Background: Epilepsy is a heterogeneous disorder, with outcomes ranging from immediate remission after taking a first antiepileptic drug to frequent unremitting seizures with multiple treatment failures. Few prognostic models enable prediction of outcome; we therefore aimed to use data from the SANAD study to predict outcome overall and for patients receiving specific treatments.

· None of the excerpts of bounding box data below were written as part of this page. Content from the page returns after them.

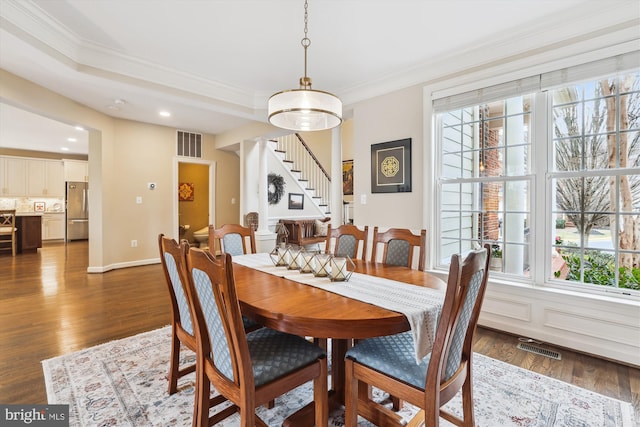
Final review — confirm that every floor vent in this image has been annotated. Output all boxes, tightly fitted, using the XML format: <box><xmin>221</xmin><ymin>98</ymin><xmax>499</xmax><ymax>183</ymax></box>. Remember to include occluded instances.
<box><xmin>518</xmin><ymin>343</ymin><xmax>562</xmax><ymax>360</ymax></box>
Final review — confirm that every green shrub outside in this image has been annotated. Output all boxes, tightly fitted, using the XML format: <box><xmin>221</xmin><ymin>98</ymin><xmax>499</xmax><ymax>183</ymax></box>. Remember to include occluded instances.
<box><xmin>562</xmin><ymin>248</ymin><xmax>640</xmax><ymax>290</ymax></box>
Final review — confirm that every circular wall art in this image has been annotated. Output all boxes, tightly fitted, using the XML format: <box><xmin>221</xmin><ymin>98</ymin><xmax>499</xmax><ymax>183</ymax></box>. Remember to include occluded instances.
<box><xmin>267</xmin><ymin>173</ymin><xmax>284</xmax><ymax>205</ymax></box>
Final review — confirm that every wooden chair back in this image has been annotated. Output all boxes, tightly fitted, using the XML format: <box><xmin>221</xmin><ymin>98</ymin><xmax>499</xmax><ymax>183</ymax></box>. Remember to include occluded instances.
<box><xmin>325</xmin><ymin>224</ymin><xmax>369</xmax><ymax>261</ymax></box>
<box><xmin>182</xmin><ymin>244</ymin><xmax>328</xmax><ymax>427</ymax></box>
<box><xmin>209</xmin><ymin>224</ymin><xmax>256</xmax><ymax>256</ymax></box>
<box><xmin>158</xmin><ymin>234</ymin><xmax>196</xmax><ymax>394</ymax></box>
<box><xmin>0</xmin><ymin>209</ymin><xmax>18</xmax><ymax>256</ymax></box>
<box><xmin>424</xmin><ymin>245</ymin><xmax>491</xmax><ymax>425</ymax></box>
<box><xmin>345</xmin><ymin>245</ymin><xmax>490</xmax><ymax>427</ymax></box>
<box><xmin>371</xmin><ymin>227</ymin><xmax>427</xmax><ymax>271</ymax></box>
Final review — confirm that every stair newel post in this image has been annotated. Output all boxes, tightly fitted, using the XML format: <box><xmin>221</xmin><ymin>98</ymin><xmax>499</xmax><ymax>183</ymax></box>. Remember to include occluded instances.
<box><xmin>256</xmin><ymin>138</ymin><xmax>271</xmax><ymax>235</ymax></box>
<box><xmin>327</xmin><ymin>126</ymin><xmax>343</xmax><ymax>228</ymax></box>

Methods: The SANAD study was a randomised controlled trial in which standard antiepileptic drugs were compared with new treatments. Arm A included patients for whom carbamazepine was considered the first-line treatment, most of whom were newly diagnosed with focal epilepsy. Patients were randomly assigned to receive carbamazepine, gabapentin, lamotrigine, oxcarbazepine, or topiramate. Outcomes were time to treatment failure overall, because of inadequate seizure control, and because of adverse events, and time to 12 months of remission from seizures. In this post-hoc study we used regression multivariable modelling to investigate how clinical factors affect the probability of treatment failure and the probability of achieving 12 months of remission.
Findings: For time to treatment failure, we identified several significant risk factors: sex (male vs female, hazard ratio [HR] 0·86, 95% CI 0·75-0·99), treatment history (taking non-SANAD antiepileptic drugs [other than those listed above] vs treatment naive, 1·27, 1·05-1·53), age (eg, older than 71 years vs 10 years or younger, 0·68, 0·51-0·91), total number of seizures (eg, four to 11 seizures vs two or fewer, 1·08, 1·05-1·11), electroencephalogram results (epileptiform abnormality vs normal, 1·26, 1·07-1·50), seizure type (eg, secondary generalised vs simple or complex partial only, 0·78, 0·66-0·91), site of onset (not localised vs temporal lobe, 1·25, 1·06-1·47), and treatment (lamotrigine vs carbamazepine, 0·76, 0·61-0·95). Significant factors for time to 12 months of remission were sex (male vs female, 1·19, 1·05-1·35), treatment history (taking a non-SANAD antiepileptic drug vs treatment naive, 0·64, 0·52-0·78), age (eg, older than 71 years vs 10 years or younger, 1·60, 1·26-2·03), time from first seizure (60-239 months vs ≥2 months, 1·14, 1·01-1·29; >240 months vs ≤2 months, 1·39, 1·04-1·86), neurological insult (present vs absent, 0·75, 0·61-0·93), total number of seizures before randomisation (eg, four to 11 vs two or fewer, 0·87, 0·85-0·90), and treatment (gabapentin vs carbamazepine, 0·71, 0·59-0·86; topiramate vs carbamazepine, 0·81, 0·68-0·98).
Interpretation: We present a thorough investigation of prognostic factors from a large randomised controlled trial in patients starting antiepileptic monotherapy. If validated, our models could aid in individual patient risk stratification and the design and analysis of epilepsy trials.
Funding: National Institute for Health Research (UK).